Entra nel vivo l’esame del governo Meloni sull’operazione Unicredit-Banco Bpm. Dopo la pre-notifica di dicembre e la notifica del 4 febbraio, il comitato golden power ha avviato l’istruttoria e nelle prossime settimane potrebbe convocare i rappresentanti delle due banche per un’audizione.
Anche se la procedura prevede il coinvolgimento di più ministeri sotto il coordinamento di Palazzo Chigi, un ruolo chiave sarà giocato dal Mef. Del resto, subito dopo il lancio dell’offerta pubblica, l’intervento dell’organo che tutela i settori strategici dell'economia da problemi di sicurezza e ordine pubblico era stato invocato proprio dal ministro Giancarlo Giorgetti, che pure ha poi escluso un potenziamento dello strumento con decreto ad hoc. Per ora le carte sono coperte e lo resteranno probabilmente sino al termine dell’istruttoria, atteso dopo i 45 giorni canonici e quindi entro fine marzo.
Una bocciatura appare improbabile, soprattutto perché Unicredit è una banca italiana anche se partecipata da alcuni dei principali investitori internazionali. Secondo quanto risulta a MF-Milano Finanza però per il parere finale il governo starebbe studiando alcuni precisi paletti (in gergo remedies). Alla banca di piazza Gae Aulenti potrebbero essere imposte garanzie sul mantenimento in Italia della sede legale e del quartier generale. Ulteriori vincoli potrebbero riguardare i livelli occupazionali, la rivisitazione della rete commerciale e l'impiego del risparmio raccolto in Italia.

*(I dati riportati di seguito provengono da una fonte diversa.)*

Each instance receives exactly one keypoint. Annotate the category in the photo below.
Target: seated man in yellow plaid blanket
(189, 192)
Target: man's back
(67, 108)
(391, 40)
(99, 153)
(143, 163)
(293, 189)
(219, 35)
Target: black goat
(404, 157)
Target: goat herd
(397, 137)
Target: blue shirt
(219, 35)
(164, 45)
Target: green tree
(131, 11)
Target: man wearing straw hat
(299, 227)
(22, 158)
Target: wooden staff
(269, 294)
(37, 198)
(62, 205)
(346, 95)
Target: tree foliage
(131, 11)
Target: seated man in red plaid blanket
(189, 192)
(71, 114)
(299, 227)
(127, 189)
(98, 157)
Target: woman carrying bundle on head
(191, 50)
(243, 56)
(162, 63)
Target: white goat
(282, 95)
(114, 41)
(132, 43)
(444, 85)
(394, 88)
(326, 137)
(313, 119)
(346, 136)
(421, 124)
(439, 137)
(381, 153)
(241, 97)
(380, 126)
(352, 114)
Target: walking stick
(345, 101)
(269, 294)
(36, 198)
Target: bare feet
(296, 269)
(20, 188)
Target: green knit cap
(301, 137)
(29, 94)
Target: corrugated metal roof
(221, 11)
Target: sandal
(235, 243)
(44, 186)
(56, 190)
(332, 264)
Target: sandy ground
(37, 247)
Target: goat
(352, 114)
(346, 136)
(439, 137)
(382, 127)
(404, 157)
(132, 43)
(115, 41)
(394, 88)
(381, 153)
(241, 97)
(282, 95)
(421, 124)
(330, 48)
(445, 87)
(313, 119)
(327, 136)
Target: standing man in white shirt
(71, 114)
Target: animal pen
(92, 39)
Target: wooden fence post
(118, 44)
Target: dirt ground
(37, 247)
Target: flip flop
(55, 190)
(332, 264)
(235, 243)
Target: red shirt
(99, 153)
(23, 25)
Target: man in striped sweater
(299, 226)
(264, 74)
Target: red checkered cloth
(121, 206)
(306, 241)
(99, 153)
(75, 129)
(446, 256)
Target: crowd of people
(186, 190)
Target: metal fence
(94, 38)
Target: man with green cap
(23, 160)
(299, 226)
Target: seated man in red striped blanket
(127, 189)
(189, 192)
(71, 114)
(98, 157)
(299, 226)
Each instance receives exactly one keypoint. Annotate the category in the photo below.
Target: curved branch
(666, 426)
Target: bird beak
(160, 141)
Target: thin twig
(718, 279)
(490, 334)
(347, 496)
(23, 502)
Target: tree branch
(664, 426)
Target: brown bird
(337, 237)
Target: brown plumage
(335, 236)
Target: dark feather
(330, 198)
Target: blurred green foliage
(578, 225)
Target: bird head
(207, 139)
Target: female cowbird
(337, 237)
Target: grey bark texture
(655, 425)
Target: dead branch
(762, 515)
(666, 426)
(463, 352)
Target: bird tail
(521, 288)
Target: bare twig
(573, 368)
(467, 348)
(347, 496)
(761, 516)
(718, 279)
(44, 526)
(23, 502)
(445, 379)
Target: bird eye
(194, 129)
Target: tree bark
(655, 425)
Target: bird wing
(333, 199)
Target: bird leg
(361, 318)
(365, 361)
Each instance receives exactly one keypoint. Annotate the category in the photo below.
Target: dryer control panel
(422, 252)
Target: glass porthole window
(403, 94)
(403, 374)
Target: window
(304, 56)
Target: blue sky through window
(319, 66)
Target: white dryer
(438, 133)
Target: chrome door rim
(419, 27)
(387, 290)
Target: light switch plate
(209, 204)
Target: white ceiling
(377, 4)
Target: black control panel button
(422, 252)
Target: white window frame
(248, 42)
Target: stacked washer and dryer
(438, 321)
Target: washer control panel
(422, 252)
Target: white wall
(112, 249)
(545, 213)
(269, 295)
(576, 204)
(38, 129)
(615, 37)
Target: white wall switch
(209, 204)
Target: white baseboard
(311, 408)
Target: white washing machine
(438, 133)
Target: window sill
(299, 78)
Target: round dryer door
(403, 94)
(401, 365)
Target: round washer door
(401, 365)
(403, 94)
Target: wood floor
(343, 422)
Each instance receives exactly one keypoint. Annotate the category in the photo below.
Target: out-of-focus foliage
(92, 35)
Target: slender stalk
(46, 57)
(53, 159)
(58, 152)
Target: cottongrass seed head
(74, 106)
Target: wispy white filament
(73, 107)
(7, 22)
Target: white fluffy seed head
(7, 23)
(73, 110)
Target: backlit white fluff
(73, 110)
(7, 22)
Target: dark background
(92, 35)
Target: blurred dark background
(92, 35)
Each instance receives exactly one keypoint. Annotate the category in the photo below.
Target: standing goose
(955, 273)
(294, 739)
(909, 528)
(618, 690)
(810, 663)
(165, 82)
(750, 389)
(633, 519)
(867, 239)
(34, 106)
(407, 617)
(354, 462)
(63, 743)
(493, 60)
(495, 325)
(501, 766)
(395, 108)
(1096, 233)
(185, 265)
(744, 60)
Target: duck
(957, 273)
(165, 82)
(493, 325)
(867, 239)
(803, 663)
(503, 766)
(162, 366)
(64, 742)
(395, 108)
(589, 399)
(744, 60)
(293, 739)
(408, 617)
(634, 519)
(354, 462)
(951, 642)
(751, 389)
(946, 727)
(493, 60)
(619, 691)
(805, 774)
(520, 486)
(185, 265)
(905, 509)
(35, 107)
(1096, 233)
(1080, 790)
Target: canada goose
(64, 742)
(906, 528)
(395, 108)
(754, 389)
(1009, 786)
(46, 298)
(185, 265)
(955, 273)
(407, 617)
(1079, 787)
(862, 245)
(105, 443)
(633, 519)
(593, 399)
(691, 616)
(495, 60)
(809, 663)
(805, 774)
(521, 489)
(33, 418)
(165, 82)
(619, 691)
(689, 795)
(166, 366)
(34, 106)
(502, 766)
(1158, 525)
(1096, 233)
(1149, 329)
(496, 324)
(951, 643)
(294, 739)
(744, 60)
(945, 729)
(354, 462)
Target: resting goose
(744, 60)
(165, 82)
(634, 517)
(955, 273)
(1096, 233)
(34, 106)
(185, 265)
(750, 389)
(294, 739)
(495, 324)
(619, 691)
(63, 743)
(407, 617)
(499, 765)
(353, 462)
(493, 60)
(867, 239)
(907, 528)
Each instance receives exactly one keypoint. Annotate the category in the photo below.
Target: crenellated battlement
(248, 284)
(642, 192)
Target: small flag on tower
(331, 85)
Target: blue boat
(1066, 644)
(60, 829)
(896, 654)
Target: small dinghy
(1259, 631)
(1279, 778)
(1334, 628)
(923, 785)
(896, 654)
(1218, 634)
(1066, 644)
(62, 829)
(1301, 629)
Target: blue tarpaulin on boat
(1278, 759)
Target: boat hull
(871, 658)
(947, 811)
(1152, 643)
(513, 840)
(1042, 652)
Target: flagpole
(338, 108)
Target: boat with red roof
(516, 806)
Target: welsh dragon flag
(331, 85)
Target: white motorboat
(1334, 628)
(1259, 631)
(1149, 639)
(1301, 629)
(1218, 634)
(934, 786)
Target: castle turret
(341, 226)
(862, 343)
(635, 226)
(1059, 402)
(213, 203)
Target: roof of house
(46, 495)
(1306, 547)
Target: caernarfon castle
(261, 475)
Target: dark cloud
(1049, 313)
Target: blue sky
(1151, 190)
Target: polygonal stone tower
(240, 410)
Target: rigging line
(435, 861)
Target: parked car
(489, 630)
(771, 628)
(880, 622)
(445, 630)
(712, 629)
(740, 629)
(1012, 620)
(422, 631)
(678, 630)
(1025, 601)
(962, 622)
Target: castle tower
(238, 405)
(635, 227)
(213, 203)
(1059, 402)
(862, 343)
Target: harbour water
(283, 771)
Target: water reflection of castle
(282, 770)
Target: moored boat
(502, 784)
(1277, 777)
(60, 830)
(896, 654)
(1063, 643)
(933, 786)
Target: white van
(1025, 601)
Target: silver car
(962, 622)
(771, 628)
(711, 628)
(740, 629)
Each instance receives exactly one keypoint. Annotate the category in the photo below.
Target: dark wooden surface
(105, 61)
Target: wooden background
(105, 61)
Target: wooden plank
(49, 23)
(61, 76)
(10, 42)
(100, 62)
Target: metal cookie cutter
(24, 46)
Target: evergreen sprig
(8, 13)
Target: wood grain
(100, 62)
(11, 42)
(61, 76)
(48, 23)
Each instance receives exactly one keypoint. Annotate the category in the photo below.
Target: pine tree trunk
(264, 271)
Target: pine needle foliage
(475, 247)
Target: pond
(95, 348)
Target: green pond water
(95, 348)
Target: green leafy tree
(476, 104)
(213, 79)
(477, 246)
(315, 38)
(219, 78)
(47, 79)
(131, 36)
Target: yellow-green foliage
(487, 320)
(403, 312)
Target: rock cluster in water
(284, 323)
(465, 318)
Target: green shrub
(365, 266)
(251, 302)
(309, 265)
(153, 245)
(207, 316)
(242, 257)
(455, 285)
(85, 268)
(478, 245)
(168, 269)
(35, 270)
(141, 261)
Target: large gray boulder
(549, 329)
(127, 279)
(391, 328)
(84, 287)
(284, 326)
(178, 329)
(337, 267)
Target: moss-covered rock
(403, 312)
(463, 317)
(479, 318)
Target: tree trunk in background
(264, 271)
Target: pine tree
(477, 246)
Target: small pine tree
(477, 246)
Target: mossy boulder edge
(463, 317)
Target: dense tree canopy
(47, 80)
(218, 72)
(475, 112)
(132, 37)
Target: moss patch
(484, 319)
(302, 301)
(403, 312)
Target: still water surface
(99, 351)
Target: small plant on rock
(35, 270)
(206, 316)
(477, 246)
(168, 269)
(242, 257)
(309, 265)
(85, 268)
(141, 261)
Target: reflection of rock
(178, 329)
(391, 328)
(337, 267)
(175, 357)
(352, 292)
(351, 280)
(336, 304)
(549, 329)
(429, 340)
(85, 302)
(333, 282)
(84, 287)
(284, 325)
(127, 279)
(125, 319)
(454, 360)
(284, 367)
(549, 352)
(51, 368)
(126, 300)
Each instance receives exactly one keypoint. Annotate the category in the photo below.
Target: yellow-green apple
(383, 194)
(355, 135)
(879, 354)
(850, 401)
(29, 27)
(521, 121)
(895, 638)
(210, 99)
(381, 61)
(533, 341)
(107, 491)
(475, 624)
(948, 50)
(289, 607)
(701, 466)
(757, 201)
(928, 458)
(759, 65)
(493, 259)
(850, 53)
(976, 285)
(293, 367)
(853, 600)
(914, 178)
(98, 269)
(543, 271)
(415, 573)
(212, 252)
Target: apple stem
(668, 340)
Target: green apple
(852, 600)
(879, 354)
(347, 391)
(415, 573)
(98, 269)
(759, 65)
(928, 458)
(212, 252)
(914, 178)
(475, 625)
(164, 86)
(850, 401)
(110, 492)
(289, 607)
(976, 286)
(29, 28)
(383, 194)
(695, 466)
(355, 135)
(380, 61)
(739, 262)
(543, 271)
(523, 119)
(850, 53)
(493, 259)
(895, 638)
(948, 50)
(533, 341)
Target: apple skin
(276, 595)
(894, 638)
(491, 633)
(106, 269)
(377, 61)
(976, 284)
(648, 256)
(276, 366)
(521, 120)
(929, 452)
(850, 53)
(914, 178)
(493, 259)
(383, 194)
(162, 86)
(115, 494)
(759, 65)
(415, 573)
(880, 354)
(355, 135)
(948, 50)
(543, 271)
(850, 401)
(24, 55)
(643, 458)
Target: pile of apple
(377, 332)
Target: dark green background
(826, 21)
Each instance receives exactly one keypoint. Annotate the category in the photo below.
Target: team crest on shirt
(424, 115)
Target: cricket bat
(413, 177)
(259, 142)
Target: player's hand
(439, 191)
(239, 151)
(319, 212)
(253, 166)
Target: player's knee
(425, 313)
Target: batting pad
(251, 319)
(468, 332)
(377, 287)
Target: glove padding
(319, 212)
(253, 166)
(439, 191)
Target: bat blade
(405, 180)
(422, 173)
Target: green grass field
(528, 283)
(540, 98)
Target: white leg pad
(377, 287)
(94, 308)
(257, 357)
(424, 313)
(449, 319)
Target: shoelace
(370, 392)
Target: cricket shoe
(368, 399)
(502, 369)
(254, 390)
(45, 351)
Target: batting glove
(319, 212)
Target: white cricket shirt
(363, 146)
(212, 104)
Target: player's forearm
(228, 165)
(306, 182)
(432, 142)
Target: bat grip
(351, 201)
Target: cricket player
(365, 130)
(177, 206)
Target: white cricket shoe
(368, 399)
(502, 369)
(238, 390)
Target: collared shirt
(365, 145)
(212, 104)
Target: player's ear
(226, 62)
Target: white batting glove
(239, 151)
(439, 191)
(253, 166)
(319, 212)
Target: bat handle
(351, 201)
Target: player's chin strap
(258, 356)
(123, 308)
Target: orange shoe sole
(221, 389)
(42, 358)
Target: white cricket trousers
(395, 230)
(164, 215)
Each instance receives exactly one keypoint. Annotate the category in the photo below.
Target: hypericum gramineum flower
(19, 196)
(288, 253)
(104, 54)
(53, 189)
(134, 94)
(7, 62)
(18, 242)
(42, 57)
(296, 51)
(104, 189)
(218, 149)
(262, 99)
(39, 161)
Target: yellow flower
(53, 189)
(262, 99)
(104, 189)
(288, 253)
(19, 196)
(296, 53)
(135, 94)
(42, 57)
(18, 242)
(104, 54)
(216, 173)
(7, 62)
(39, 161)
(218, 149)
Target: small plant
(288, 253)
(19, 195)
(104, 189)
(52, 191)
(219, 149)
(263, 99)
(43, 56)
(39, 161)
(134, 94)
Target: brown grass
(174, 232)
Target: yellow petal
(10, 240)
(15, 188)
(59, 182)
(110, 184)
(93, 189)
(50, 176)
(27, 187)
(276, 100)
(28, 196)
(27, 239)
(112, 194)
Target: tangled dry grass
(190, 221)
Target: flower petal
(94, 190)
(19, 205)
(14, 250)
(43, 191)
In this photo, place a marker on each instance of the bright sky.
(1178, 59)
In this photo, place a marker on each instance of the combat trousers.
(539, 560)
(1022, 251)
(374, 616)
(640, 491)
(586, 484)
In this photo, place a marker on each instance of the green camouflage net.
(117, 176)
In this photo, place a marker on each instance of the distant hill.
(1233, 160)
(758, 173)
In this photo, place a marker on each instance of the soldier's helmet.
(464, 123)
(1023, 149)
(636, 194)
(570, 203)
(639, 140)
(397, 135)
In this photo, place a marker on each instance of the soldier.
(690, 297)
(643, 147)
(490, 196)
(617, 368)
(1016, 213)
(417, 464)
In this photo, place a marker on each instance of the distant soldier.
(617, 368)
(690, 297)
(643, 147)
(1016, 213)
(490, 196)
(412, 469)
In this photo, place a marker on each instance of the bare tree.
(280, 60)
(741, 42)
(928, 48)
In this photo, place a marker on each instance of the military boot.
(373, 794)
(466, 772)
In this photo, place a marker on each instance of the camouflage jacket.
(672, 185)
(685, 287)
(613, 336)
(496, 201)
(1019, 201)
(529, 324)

Queste richieste dovrebbero emergere da un esame del piano industriale e degli assetti proprietari della nuova entità senza trascurare controllate ed eventuali parti correlate. Dal lato di Palazzo Chigi la partita è seguita direttamente da Simonetta Saporito, il nuovo capo del Dipartimento per il coordinamento amministrativo, mentre il team di Unicredit è coordinato dal responsabile affari legali e societari Rita Izzo, con una specifica supervisione del capo dell'm&a Giacomo Marino e con la consulenza esterna degli studi legali milanesi Cappelli Riolo Calderaro Crisostomo Del Din & Partners (Crccd) e Gatti Pavesi Bianchi Ludovici.
Anche se l’istruttoria è ancora in corso, il vertice di Unicredit è fiducioso sull’esito positiva di questa e delle altre procedure autorizzative in corso. Al punto che il cda ha scelto di anticipare l’assemblea per l’ops dal 10 aprile al 27 marzo. La decisione di accelerare è stata motivata proprio con la fiducia degli amministratori e del ceo Andrea Orcel sul deal. L’iter, si osserva in Piazza Gae Aulenti, procede speditamente al punto che l’ok della Bce è atteso prima del previsto. Sull’operazione Unicredit-Banco Bpm dovranno esprimersi anche Consob, l’Antitrust europeo, l’Ivass e appunto il comitato golden power.
Proprio per rassicurare i regolatori Orcel ha lanciato alcuni messaggi rassicuranti alla comunità finanziaria. Per esempio ha annunciato alla stampa anglosassone che, con il nuovo scenario geopolitico, un’uscita di Unicredit dalla Russia appare oggi più probabile. «Se il contesto politico cambia, la nostra capacità di vendere la filiale russa a condizioni più vantaggiose migliora, perché per tutti, da entrambe le parti, la situazione si normalizza», ha dichiarato Orcel. Tra le pieghe del bilancio 2024 della banca intanto emerge una vicenda curiosa: due controllate di Unicredit, la russa AO Bank e la tedesca Hvb, sono finite in tribunale per controgaranzie non onorate dopo lo scoppio della guerra in Ucraina. (riproduzione riservata)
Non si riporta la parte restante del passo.